Danna D. Schmidt
Master Life-Cycle Celebrant®
Ordained Wedding Officiant
Funerals/Memorials Specialist
Certified Grief Educator/Tender
ADEC-Certified Thanatologist®
Spring Equinox is upon us and in this last year of the second decade of this uneasy millennium, she brings with her an extra-bright nightlight in the form of the super worm moon to help illuminate our way this season.
It’s been 19 years since the earth and moon last aligned in such a way on this day. 19 years ago, I was oblivious to the Vernal Equinox and the moon’s movements. I was doing all I could to catch sleep. I was parenting a five-month old, potty training and chasing a toddler, and stuffing the demands of hotel sales work into my schedule where and when I could. If Spring Equinox was a heralding of balance and equilibrium that year, I had not received the memo.
Two decades later and I have the promise of a kind of redux. Alas, life couldn’t be more different. I still feel out of whack and misaligned, but for entirely different reasons. No longer do I have kids to chase except via text. No longer must I hide in bedroom closets and mimic the motions of air traffic controllers in order to make work phone calls.
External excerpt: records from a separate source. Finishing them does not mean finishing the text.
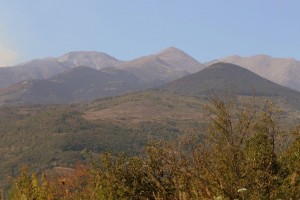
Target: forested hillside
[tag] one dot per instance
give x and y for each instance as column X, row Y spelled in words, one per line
column 243, row 154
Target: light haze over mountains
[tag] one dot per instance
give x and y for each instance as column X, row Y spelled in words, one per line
column 87, row 75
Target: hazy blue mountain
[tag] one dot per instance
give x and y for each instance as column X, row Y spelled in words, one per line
column 284, row 71
column 156, row 69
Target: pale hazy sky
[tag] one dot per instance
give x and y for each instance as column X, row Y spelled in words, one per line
column 127, row 29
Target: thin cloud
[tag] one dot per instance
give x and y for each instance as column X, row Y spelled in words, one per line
column 7, row 56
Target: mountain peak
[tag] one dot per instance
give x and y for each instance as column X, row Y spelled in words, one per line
column 171, row 50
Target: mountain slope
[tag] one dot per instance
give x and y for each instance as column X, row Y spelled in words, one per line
column 48, row 67
column 157, row 69
column 167, row 65
column 220, row 77
column 78, row 84
column 284, row 71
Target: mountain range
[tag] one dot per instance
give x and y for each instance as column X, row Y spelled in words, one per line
column 84, row 76
column 220, row 78
column 284, row 71
column 162, row 67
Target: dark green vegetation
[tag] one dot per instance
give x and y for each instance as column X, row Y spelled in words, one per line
column 240, row 156
column 226, row 138
column 220, row 77
column 48, row 136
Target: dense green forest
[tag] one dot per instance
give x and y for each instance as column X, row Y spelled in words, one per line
column 49, row 136
column 244, row 151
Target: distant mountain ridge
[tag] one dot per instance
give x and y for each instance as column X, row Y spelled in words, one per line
column 284, row 71
column 221, row 77
column 75, row 85
column 162, row 67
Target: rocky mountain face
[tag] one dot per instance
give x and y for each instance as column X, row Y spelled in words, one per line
column 160, row 68
column 76, row 85
column 284, row 71
column 167, row 65
column 48, row 67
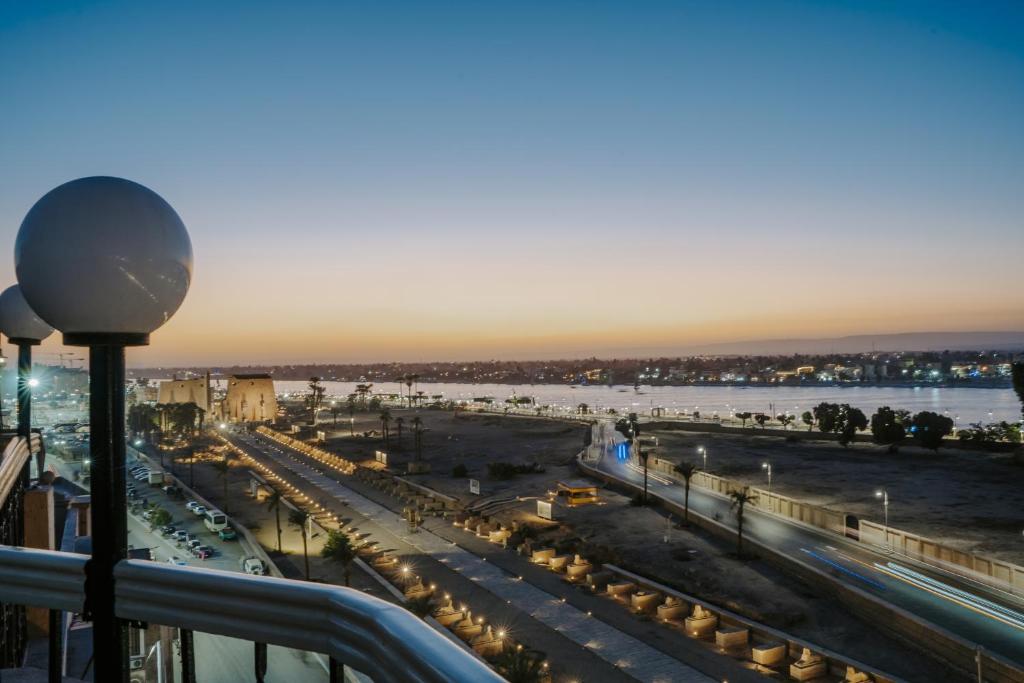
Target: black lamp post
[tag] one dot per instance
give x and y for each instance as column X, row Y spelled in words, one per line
column 129, row 271
column 24, row 329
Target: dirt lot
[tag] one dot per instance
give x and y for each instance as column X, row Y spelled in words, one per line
column 633, row 538
column 971, row 501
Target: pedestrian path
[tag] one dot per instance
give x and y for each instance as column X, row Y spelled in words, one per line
column 624, row 651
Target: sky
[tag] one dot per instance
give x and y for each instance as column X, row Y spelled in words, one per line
column 441, row 180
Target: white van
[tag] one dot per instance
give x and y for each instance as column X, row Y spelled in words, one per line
column 215, row 520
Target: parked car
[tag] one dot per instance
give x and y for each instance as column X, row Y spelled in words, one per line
column 252, row 565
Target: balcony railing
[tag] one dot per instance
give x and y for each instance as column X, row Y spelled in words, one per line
column 383, row 641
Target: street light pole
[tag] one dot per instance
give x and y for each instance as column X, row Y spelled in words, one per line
column 884, row 495
column 24, row 329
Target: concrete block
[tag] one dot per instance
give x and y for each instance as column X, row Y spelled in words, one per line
column 731, row 637
column 768, row 654
column 645, row 601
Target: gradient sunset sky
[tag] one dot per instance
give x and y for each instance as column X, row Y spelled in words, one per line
column 435, row 180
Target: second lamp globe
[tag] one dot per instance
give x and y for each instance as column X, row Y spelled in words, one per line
column 103, row 256
column 17, row 321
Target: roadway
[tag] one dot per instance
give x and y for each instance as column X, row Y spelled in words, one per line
column 994, row 624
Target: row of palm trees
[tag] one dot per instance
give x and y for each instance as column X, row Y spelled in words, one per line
column 338, row 547
column 399, row 422
column 740, row 499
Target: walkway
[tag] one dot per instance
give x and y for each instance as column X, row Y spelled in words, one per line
column 624, row 651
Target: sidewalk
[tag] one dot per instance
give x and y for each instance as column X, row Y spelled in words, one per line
column 629, row 653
A fresh new season is here yet it’s not one that sings to me of rebirth, renewal, flowers, and butterflies….not just yet anyways.
This year, I shall celebrate the warmth of the rare 75 degree temperature day promised to us here in Seattle by seeking out the worn pathway of the local labyrinth, with its time-honored design that has contemplatives like me meandering inwards to the still point at our core, before returning back out into the world, ideally with a greater sense of reclamation.
And I will also find (aka lose) myself seeking out a nearby creek and its muddy embankment in order to sink my toes into the soft earth. What I most seek at this winter/spring threshold where the last patches of snow have only just finally melted, is a kind of rootedness and connection to the earth. I want to mold my feet into the cold, wet clay so that I might know stillness and a somatic sense that the resilient ground will hold me. I yearn to feel the messiness of such a foot bath that I might better appreciate the healing elixir of a cleansing food scrub thereafter.
Release. Renew. So much of what I want to let go of I will bequeath to the mud. Sorrow, uncertainty, shame, confusion, inertia. Let these be mud concerns now.
Spring has sprung which means it’s time for me to make a ceremony with my feet…which is to say, shed my shoes, wiggle my toes as worms know to do with their whole shimmering selves, and dare to stand upon the holy ground of a brand-new season in life.
MUD SEASON } by May Sarton
In early spring, so much like a late autumn,
Gray stubble and the empty trees,
We must contend with an unwieldy earth.
In this rebirth that feels so much like dying,
When the bare patches bleed into raw mud,
In rain, in coarsening ooze, we have grown sluggard,
Cold to the marrow with spring’s nonarrival:
To hold what we must hold is iron-hard,
And strength is needed for the mere survival.
By dogged labor we must learn to life
Ourselves and bring a season in;
No one has ever called child-bearing easy,
And this spring-bearing also asks endurance.
We are strained hard within our own becoming,
Forced to learn ways how to renew, restore.
Though we were dazzled once by perfect snow,
What we have not has made us what we are.
Those surface consolations have to go.
In early spring, so much a fall of will,
We struggle through muds of unreason,
We dig deep into caring and contention;
The cold unwieldly earth resists the spade.
But we contend to bring a difficult birth
Out from the lack of talent, partial scope,
And every failure of imagination,
Science and art and love still be our hope!
What we are not drives us to consummation.”